SimonDedman / gbm.auto

Machine-learning Boosted Regression Tree software suite for species distribution modelling in R
https://doi.org/10.1371/journal.pone.0188955
Other
18 stars 6 forks source link

Tune/Auto/step: Optimise parameters #22

Open SimonDedman opened 6 years ago

SimonDedman commented 6 years ago

Done? See Erik Franklin's code.

Trial & error iterative approach to determine the optimal lr for a data set? How? Stop @ whole percentages? Try OPTIM function & see http://r.789695.n4.nabble.com/Optimization-in-R-similar-to-MS-Excel-Solver-td4646759.html Possibly have an option to start with this in the R function. Separate function? Maybe do as separate function then feed into this so the outputs are jkl? or make one uber function but can use all 3 separately. Uberfunction doesn't need the loops? optim: use Method "L-BFGS-B" require(optimx) see: https://stats.stackexchange.com/questions/103495/how-to-find-optimal-values-for-the-tuning-parameters-in-boosting-trees/105653#105653 The caret package in R is tailor made for this. Its train function takes a grid of parameter values and evaluates the performance using various flavors of cross-validation or the bootstrap. The package author has written a book, Applied predictive modeling, which is highly recommended. 5 repeats of 10-fold cross-validation is used throughout the book. For choosing the tree depth, I would first go for subject matter knowledge about the problem, i.e. if you do not expect any interactions - restrict the depth to 1 or go for a flexible parametric model (which is much easier to understand and interpret). That being said, I often find myself tuning the tree depth as subject matter knowledge is often very limited. I think the gbm package tunes the number of trees for fixed values of the tree depth and shrinkage. https://www.youtube.com/watch?v=7Jbb2ItbTC4 see gbm.fixed in BRT_ALL.R - having processed the optimal BRT, might as well just use those details going forward rather than re-running the best one again.

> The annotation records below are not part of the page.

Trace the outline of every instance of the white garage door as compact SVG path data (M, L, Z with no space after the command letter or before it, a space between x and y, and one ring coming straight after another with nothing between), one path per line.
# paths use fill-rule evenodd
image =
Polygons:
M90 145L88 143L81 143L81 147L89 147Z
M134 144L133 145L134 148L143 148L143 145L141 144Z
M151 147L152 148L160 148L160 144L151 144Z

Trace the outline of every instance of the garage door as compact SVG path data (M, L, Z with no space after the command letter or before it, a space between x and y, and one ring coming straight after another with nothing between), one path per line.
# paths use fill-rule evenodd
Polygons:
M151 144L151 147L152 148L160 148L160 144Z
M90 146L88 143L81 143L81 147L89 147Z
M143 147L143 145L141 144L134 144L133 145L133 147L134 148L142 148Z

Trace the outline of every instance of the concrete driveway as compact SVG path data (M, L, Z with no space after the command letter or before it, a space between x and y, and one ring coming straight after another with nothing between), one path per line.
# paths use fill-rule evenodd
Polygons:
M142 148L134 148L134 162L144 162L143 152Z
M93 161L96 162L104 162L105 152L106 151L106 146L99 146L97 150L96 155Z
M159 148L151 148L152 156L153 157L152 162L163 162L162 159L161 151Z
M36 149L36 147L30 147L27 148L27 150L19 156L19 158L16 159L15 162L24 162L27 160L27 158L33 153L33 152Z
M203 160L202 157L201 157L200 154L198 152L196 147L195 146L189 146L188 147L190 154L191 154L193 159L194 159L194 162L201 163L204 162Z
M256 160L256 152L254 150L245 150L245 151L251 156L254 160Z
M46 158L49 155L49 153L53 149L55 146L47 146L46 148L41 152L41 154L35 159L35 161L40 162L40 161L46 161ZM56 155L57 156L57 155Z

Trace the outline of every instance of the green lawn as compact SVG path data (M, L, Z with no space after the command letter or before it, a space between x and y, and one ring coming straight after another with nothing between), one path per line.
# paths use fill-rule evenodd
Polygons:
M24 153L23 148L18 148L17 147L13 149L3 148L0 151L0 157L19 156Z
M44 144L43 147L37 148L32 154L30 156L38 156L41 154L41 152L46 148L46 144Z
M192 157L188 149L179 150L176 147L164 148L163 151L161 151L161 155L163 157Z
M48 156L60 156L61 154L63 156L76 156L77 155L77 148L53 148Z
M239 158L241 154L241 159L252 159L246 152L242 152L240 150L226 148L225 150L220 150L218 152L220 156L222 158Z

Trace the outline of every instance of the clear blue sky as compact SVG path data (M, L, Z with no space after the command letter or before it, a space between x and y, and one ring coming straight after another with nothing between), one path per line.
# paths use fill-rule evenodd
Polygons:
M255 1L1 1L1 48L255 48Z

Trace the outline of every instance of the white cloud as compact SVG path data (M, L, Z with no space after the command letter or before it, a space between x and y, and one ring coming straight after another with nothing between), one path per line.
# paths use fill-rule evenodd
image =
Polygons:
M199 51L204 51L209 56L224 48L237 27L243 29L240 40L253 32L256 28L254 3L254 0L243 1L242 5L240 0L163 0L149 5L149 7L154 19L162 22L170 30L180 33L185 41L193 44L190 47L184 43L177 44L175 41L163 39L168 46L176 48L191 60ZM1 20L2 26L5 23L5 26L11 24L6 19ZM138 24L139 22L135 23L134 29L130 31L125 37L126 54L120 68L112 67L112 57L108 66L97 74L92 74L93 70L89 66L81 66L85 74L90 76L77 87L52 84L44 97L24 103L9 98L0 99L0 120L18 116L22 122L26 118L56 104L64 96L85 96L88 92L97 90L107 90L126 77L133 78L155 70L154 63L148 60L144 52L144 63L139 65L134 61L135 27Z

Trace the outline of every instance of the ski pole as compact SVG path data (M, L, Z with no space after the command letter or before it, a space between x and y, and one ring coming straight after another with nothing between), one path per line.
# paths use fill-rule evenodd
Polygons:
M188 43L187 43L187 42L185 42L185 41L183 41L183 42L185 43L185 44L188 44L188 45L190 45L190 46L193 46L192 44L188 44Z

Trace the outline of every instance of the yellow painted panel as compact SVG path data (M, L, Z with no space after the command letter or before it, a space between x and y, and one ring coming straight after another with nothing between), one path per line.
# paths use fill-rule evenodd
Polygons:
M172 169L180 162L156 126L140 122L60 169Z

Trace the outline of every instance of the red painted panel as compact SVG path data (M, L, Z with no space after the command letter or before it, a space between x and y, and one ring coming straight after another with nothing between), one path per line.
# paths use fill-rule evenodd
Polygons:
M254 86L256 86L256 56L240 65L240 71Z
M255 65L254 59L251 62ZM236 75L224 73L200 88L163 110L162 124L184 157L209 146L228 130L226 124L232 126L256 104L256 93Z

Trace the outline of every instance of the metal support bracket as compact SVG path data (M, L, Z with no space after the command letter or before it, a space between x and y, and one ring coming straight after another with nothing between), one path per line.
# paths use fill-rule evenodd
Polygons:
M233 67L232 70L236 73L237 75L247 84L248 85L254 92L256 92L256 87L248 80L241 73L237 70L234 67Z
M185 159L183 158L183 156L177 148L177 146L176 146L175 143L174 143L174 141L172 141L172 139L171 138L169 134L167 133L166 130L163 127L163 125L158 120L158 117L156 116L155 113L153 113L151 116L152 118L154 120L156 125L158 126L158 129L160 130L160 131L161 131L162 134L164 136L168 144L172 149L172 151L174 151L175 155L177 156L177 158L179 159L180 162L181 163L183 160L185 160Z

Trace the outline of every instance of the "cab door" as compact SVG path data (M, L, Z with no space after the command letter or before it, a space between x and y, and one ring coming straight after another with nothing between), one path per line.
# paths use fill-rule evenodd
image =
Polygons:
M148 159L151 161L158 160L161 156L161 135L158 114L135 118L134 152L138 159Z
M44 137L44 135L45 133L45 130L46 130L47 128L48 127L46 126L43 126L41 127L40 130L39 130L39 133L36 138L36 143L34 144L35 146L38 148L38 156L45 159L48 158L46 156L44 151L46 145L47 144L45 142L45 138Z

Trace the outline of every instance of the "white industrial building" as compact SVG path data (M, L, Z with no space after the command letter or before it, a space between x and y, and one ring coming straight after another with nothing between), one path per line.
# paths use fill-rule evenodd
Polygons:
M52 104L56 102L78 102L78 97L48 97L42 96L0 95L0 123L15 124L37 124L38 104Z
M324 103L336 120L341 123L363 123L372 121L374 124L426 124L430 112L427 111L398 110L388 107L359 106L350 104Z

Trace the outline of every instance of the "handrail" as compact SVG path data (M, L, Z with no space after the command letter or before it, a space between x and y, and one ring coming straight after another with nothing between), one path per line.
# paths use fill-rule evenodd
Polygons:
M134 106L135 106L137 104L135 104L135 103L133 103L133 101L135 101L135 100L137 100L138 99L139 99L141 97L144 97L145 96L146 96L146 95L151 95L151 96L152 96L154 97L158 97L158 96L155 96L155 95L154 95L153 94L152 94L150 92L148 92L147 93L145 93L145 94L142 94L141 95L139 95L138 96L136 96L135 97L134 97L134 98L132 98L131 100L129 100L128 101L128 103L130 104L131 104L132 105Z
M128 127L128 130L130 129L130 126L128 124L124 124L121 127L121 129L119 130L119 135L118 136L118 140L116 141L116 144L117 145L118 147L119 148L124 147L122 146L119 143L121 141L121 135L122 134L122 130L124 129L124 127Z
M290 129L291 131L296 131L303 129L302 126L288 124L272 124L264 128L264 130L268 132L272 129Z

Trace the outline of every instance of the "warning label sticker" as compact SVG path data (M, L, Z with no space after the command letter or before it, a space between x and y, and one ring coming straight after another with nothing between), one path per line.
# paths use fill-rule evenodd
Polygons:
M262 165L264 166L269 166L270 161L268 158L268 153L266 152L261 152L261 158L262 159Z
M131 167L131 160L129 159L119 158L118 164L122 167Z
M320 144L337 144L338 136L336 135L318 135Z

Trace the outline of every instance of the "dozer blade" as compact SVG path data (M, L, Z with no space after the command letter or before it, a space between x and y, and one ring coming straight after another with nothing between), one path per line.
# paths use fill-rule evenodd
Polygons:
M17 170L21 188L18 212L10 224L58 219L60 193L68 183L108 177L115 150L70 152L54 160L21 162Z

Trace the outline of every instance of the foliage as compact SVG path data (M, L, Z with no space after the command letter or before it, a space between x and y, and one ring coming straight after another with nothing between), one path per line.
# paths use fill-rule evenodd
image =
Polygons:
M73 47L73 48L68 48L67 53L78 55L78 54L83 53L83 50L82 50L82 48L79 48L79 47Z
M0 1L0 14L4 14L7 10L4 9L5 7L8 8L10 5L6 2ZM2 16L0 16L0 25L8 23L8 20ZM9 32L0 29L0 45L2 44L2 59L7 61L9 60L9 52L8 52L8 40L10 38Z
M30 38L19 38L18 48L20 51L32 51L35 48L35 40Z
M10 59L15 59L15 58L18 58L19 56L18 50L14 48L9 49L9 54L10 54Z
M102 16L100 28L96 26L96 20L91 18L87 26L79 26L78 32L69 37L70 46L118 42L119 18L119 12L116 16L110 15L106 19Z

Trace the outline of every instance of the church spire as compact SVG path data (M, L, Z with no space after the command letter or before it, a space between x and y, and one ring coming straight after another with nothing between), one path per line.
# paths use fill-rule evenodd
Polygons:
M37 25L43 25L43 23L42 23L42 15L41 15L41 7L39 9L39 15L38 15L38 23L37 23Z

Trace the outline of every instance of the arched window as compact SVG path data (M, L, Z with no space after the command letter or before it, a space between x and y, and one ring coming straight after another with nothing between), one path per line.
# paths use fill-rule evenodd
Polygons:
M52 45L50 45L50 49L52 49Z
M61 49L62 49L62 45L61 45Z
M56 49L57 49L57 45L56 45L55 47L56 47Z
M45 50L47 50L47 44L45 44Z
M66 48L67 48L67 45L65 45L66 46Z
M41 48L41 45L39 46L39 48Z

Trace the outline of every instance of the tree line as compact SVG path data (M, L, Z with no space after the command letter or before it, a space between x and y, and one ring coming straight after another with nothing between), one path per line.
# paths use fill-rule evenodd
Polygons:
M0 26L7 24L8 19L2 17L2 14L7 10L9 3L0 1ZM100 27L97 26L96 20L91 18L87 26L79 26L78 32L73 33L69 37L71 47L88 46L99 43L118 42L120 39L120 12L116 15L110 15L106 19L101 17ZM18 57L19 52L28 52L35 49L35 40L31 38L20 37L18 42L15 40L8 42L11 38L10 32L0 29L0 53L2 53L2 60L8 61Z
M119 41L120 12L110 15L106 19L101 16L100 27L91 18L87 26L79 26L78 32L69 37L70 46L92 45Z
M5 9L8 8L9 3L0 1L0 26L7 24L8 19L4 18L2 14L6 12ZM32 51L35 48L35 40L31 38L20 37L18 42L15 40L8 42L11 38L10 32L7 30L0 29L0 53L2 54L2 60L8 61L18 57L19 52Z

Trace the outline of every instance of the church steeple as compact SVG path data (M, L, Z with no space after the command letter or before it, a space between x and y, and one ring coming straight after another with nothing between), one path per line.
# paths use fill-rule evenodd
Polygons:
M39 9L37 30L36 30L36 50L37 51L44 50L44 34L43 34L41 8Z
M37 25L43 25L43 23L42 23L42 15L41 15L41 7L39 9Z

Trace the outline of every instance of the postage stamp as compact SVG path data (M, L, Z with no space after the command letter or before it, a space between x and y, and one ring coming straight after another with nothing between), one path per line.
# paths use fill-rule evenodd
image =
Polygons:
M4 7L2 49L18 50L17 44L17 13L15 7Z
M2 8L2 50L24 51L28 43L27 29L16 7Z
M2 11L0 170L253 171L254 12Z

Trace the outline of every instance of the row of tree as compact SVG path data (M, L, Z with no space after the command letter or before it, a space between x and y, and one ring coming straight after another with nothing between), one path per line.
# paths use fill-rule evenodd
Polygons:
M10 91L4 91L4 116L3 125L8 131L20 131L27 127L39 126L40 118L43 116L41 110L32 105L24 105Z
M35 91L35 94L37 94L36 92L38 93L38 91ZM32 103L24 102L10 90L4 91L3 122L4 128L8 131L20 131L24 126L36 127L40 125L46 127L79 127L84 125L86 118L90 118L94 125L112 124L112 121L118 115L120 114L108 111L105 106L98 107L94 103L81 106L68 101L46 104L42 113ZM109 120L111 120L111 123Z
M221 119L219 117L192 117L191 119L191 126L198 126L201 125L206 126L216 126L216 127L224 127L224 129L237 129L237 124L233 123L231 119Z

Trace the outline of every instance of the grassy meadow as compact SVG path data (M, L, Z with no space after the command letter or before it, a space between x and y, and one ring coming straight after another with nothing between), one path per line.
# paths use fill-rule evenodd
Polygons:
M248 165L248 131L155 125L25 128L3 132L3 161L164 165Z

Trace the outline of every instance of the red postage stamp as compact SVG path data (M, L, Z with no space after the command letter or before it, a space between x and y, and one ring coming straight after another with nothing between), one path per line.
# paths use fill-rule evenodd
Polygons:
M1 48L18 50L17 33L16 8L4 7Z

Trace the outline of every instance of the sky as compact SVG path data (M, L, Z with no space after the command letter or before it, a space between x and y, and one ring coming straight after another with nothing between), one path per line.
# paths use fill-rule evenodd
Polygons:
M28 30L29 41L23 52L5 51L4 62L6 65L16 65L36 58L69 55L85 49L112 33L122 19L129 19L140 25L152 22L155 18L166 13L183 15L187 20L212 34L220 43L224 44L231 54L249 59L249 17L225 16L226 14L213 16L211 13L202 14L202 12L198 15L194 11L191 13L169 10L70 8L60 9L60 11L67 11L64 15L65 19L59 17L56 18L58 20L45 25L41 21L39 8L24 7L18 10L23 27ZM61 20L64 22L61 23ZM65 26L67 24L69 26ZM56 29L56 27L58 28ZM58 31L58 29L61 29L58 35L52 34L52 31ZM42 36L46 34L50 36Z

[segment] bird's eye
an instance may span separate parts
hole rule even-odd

SimonDedman commented 6 years ago

See this: https://www.r-bloggers.com/error-handling-in-r/ Currently didn't know how to continue when gbm.loop/auto/step crashes. Can use this to fail fast: try quickest highLR values to lowerLR values (divide by 10 step from 0.1?) until it runs, which constrains the possibility space . Would need to get a feel for how BF & LR (&TC?) combine in practice to produce final CV score. If they're hierarchical (LR>BF>TC) then could optimise in order, setting possibility space backwards. TC defined by n.expvars, BF by bfcheck. Optimise CV on LR alone, then optimise BF, then TC.

SimonDedman commented 6 years ago

https://stat.ethz.ch/R-manual/R-devel/library/base/html/options.html options(error) calls stop, could potentially save getwd() at the start of loop/auto/step then have options(error) return: setwd(initialwd) && stop

SimonDedman commented 5 years ago

Could parallelise param combinations and run loads of gbm.autos in a foreach loop (see https://github.com/SimonDedman/gbm.auto/issues/21) then compare processing time and CV score, also giving the option to check for absence of... report.csv? If the gbm.auto run fails then report.csv will be absent.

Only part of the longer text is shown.